Will basketball stay niche forever? Or do the successes of their own country in the European Championships with brilliant games, such as in the quarter-finals against Greece, guarantee a real boost for the sport in Germany? In BR24’s sports talk “One against”, BR reporter Lukas Schönmüller remains skeptical, while colleague Jan Wiecken spreads optimism.
“I think so,” Wiecken said when asked if he thought a sustainable basketball boom was possible in Germany, referring to the current ratings the private broadcaster has achieved by airing a Greek game on free TV. “With 14-49 year olds (the most relevant age group for advertisers, ed.) they got young viewers. It’s interesting and gives hope for the future.”
Target groups relevant to advertising
In fact, last Tuesday more people in this age group watched basketball than Champions League soccer, which of course was broadcast live on pay TV. For some time now, there has been a trend of younger viewers turning their backs on football and taking an interest in other sports, including basketball.
In the discussion, Schönmüller answered that in recent years and decades there has been a lot of hype, which then faded away, whether it was in basketball, handball, hockey after reaching the 2018 Olympic final, or more recently in women’s soccer.
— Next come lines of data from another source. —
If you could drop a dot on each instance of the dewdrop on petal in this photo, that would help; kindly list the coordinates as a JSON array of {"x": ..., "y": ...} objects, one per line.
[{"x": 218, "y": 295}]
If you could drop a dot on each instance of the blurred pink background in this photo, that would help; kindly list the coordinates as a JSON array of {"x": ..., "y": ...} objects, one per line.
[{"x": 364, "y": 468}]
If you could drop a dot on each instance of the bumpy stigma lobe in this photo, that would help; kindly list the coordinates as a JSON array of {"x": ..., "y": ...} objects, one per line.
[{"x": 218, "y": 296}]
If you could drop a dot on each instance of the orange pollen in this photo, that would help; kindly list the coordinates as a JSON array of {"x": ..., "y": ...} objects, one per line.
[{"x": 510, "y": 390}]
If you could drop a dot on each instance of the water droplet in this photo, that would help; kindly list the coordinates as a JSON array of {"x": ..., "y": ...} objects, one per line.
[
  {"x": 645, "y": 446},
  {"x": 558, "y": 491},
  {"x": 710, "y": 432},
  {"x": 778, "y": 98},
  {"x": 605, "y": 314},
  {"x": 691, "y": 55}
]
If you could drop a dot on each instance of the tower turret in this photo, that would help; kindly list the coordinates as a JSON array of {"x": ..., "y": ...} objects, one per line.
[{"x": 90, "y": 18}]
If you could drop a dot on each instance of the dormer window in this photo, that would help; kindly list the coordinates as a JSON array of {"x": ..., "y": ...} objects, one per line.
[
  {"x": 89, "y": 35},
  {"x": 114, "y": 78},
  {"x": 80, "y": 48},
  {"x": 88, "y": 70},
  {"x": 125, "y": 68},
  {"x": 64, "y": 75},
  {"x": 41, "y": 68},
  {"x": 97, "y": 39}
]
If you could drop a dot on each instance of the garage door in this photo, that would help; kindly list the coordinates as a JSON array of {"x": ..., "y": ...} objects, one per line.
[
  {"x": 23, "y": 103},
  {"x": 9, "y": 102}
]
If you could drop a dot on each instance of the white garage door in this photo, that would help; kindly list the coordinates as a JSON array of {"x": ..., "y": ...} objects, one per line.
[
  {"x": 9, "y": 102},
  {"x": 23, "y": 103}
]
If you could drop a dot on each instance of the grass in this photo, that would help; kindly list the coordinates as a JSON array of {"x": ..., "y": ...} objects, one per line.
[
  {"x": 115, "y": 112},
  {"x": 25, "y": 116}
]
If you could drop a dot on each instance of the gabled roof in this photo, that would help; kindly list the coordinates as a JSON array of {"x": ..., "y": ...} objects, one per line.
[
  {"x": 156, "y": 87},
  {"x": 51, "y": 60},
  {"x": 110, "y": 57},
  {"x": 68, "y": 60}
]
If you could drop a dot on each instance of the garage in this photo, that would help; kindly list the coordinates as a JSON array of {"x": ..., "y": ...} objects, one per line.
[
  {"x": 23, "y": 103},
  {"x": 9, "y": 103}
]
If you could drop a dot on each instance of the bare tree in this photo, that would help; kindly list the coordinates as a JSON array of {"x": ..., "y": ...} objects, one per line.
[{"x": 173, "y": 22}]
And he asks, “But does anyone still watch hockey? No. The league was almost broke and now it’s called a supermarket.”
Counter example from hockey: “The league is now called like a supermarket”
His pessimistic prediction: “In 90 hours nobody will be talking about basketball anymore. It will be over on Sunday night. Basketball will always be a marginal sport in Germany.” BR’s basketball editor Wiecken has more hope: “The basketball Bundesliga does not take the sport out of its niche. It stands and falls on international success. If they stay and we continue to win medals with this team, I can imagine that an even bigger hype will be created and that it is also durable.”
After winning the European Championship in 1993 or later the World Cup bronze in 2002 and European Championship silver in 2005 with a certain Dirk Nowitzki, the lasting boom did not materialize. In terms of viewer interest, “King Football” was second to none, the best Formula 1 could keep up with during Michael Schumacher’s successful era.
More and more Germans in the NBA increase the chances of a boom season
“In 1993, the problem was that the DBB was completely surprised, the Bundesliga was stuck in stuffy school gymnasiums,” Wiecken said afterwards. This is different today. Unlike in the early 2000s, the best basketball league in the world, the NBA, has not just one Nowitzki, but several players who are now playing in the big European tournament – alongside Dennis Schröder, Daniel Theis and Franz Wagner.
More and more players are getting there. Thus, there can be a “backfire”, as Schönmüller calls it, a permanent effect. If the injured or otherwise disabled Maximilian Kleber, Moritz Wagner or Isaac Hartenstein joined national coach Gordon Herbert’s team, basketball would have a better chance than it did 20 years ago.
BBL hopes for full halls
The clubs of the Basketball Bundesliga (BBL), which will start its new season at the end of September, are hoping for increased interest and full halls. And internationally, the next chance to attract attention again is in 2023: the World Cup in the Philippines, Japan and Indonesia.